What this means for you

Three decisions to make this quarter.

First, assume reasoning-model attackers in your threat model. Your evaluation should treat frontier reasoning capability as the baseline adversary, not a hypothetical. If your test suite only uses static prompt lists, you are testing against the easy case.

Second, replace ASR-only reporting with severity scoring. Pull the JEF calculator or implement the three dimensions yourself. Report Critical and High findings to leadership the way you would report a CVSS 9.0 software vulnerability.

The June 2026 White House to Anthropic collaboration on severity benchmarks incorporates capability reach as a release-decision dimension, which signals where this is heading regulatorily.

Third, run multi-turn, multimodal, multi-framework evaluation. Single-turn English text-only benchmarks are the minimum viable evaluation and no longer sufficient. Pair HarmBench for coverage with StrongREJECT for output quality, add AILuminate for an industry baseline, and score everything through JEF for prioritization.

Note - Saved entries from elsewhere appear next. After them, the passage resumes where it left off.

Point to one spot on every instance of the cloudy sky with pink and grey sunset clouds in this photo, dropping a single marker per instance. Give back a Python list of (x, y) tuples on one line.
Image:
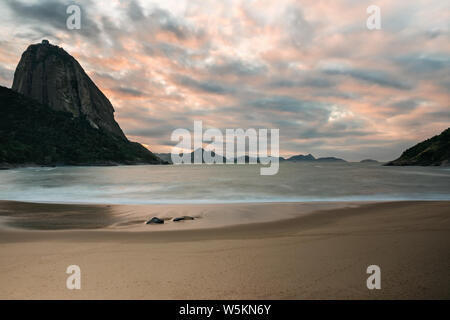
[(312, 69)]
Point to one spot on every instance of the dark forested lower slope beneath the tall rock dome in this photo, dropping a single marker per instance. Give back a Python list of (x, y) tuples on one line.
[(35, 134)]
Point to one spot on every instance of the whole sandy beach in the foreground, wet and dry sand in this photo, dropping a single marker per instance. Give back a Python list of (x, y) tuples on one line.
[(319, 254)]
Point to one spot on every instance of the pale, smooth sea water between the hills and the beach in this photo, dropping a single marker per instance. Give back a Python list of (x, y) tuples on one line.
[(170, 184)]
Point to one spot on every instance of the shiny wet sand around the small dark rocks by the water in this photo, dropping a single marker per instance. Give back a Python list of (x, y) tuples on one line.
[(53, 216)]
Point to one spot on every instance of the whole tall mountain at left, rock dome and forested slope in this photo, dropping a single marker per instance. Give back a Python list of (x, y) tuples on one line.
[(56, 115)]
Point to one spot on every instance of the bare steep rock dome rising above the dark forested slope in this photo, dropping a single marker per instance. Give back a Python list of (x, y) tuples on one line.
[(53, 77)]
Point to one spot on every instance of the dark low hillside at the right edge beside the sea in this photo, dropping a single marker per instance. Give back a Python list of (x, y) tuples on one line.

Honest limits of this methodology

Benchmark success rates are proxy metrics. They measure whether a model produces certain outputs, not whether those outputs cause real harm. Production deployments layer input filters, output monitoring, rate limiting, and human oversight that benchmark ASR does not account for, so treat ASR as an upper bound.

The correlation between benchmark performance and real-world harm outcomes is not established. That does not make evaluation useless. Preventing model outputs that could enable harm is valuable regardless of whether harm ultimately occurs. It does mean you should pair severity scores with contextual exposure analysis before blocking a release.

Disclosure is the other open problem. The Nature study's techniques are reproducible by anyone with API access to a reasoning model, which breaks the traditional coordinated-disclosure model where the vendor patches before the public learns. Anthropic's coordinated vulnerability disclosure program and the broader AI disclosure norms are still forming.

Have a disclosure policy before you start finding vulnerabilities, not after.

Sources

Frequently asked questions

What is an AI jailbreak evaluation framework?

It is a structured methodology for measuring, scoring, and comparing how resistant an LLM is to jailbreak attacks. Mature frameworks like HarmBench, StrongREJECT, and Mozilla's JEF combine attack coverage, success-rate measurement, and severity scoring so teams can prioritize fixes rather than just count failures.

Why are reasoning models more effective at jailbreaking?

Reasoning models apply the same step-by-step problem-solving they use for legitimate tasks to bypassing safety guardrails, including multi-turn persuasion. A February 2026 Nature Communications study found reasoning-model attackers reached a 97.14% success rate across 2,520 attack combinations, versus near-zero for non-reasoning controls.

How is jailbreak severity scored?

Mozilla's Jailbreak Evaluation Framework (JEF) adapts CVSS-style scoring to jailbreaks using three dimensions: Blast Radius (potential harm), Retargetability (how transferable the attack is), and Output Fidelity (how actionable the harmful output is). The composite yields a 0 to 10 score mapped to Critical, High, Medium, and Low severity bands.

Which jailbreak benchmark should I use?

Use HarmBench for broad automated coverage (510+ behaviors, 18 attack methods), StrongREJECT when you care about output quality and the empty-jailbreak problem, JailbreakBench for reproducible academic-grade evaluation, and MLCommons AILuminate for an industry-standard multimodal baseline. Run more than one; no framework covers every attack surface.

Does a high benchmark success rate mean real-world harm?

Not directly. Benchmarks measure proxy outcomes, and production deployments layer input filters, output monitoring, and human oversight that reduce real exploitation. Treat benchmark ASR as an upper bound and combine it with severity scoring and contextual exposure analysis before making deployment decisions.